Confidence Intervals in R

An Exploration of Confidence

Generate a random sample of size 10 from the N(1,2) distribution.
You can do this by typing
mysamp<-rnorm(10,1,sqrt(2))
or my generating N(0,1) random variables and “unstandardizing” them by typing
mysample<-sqrt(2)*rnorm(10)+1

mysamp<-rnorm(10,1,sqrt(2))

We know that the variance of the distribution this sample came from is 2. Let us suppose that we don’t know the mean.

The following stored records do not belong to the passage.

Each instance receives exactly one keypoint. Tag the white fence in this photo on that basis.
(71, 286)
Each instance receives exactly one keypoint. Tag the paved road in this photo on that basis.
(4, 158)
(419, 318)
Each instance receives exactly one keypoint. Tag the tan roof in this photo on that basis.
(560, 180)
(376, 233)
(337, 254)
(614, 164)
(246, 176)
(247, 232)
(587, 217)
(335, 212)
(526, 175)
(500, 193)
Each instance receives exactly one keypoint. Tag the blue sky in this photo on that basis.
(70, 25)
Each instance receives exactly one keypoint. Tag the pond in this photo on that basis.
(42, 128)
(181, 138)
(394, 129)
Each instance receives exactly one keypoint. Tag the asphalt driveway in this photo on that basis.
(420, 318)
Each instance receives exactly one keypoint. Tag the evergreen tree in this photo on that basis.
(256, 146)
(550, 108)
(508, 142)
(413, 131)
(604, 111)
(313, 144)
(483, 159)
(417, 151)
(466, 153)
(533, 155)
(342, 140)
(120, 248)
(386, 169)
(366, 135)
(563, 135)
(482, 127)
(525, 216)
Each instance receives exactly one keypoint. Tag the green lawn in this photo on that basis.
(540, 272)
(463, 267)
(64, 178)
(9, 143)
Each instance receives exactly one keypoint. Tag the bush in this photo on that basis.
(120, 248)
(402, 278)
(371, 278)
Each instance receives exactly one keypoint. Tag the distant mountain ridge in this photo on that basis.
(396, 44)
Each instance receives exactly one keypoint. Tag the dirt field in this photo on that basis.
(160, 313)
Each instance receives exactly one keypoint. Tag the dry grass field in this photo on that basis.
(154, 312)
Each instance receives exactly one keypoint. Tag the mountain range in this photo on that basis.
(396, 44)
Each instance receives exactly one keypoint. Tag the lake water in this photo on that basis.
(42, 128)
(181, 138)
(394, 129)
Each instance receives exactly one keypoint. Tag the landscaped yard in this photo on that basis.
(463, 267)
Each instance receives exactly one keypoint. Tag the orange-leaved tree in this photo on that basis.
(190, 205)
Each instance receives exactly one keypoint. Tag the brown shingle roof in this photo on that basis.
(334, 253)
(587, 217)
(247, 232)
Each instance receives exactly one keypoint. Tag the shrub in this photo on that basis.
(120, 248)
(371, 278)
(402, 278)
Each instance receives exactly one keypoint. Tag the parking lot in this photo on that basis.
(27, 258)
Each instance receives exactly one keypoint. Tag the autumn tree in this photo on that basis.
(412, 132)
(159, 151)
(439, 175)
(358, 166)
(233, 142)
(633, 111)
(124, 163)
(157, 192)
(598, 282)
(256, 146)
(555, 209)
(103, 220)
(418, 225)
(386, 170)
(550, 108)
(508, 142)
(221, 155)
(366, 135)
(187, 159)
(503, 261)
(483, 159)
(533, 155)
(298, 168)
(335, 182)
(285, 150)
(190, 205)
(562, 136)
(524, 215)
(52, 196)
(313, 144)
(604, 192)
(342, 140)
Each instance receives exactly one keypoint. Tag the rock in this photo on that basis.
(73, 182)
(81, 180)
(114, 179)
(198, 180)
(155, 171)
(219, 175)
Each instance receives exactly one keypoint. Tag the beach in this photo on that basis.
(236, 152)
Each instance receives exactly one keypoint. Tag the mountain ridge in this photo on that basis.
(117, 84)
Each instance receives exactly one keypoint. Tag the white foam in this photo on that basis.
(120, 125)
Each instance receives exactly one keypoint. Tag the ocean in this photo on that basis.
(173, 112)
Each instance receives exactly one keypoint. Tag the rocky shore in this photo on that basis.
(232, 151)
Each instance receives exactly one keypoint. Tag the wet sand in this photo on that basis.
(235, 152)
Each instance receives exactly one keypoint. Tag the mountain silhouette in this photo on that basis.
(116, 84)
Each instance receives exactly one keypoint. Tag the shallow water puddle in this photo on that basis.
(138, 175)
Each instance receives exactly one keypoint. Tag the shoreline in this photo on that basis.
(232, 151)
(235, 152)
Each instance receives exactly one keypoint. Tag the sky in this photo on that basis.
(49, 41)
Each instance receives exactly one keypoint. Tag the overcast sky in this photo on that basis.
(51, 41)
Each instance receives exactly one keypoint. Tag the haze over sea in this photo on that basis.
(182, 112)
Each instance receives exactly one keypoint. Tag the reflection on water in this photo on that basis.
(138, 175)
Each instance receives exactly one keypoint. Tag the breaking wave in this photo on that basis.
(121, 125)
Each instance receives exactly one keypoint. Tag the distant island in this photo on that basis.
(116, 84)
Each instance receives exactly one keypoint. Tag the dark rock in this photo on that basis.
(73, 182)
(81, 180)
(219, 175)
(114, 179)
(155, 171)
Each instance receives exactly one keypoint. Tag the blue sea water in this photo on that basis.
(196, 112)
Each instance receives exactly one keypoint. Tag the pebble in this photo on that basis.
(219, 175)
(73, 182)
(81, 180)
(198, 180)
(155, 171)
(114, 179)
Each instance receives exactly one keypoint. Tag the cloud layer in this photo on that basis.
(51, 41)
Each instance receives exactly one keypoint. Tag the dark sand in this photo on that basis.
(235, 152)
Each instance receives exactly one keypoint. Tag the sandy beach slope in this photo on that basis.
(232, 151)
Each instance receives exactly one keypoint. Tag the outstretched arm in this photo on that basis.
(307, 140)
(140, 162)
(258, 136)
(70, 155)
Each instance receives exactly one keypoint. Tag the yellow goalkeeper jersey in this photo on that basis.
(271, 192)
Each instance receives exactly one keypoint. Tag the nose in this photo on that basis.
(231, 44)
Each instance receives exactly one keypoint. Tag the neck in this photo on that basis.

Estimate it with the sample mean by typing
` xbar<-mean(mysamp)`

You have found the sample mean and assigned it to a variable called “xbar”. View it by typing
xbar
in the same cell but on the next line.

xbar<-mean(mysamp)
xbar

1.03682738006695

Let’s find the critical values for a 95% confidence interval. We wand to find two values that, when indicated on the x-axis for a standard normal curve, capture area 0.95 between them. This means that we want to find a number that cuts of area 0.95+0.05/2=0.975 to the left and 0.025 to the right. We can get this by typing
qnorm(0.975)
Let’s call the result “cv” for “critical value”.
cv<-qnorm(0.975)

cv<-qnorm(0.975)
cv

1.95996398454005

We are ready to compute the confidence interval!
The lower endpoint is given by
xbar-cv*sqrt(2/10)
and the upper endpoint is
xbar+cv*sqrt(2/10)

Let’s store them in a vector by typing
myci<-c(xbar-cv*sqrt(2/10),xbar+cv*sqrt(2/10))
and display it by typing
myci

myci<-c(xbar-cv*sqrt(2/10), xbar+cv*sqrt(2/10))
print(myci)
[1] 0.1603048 1.9133499

Does your confidence interval contain the true mean of 1 for this sample? It doesn’t have to. In fact, 5% of the time it won’t! Let’s see this in action. Let’s look at 100,000 different random samples of size 10. For each sample we will compute a confidence interval and we will keep track of the total number of times the interval contains the true mean of 1.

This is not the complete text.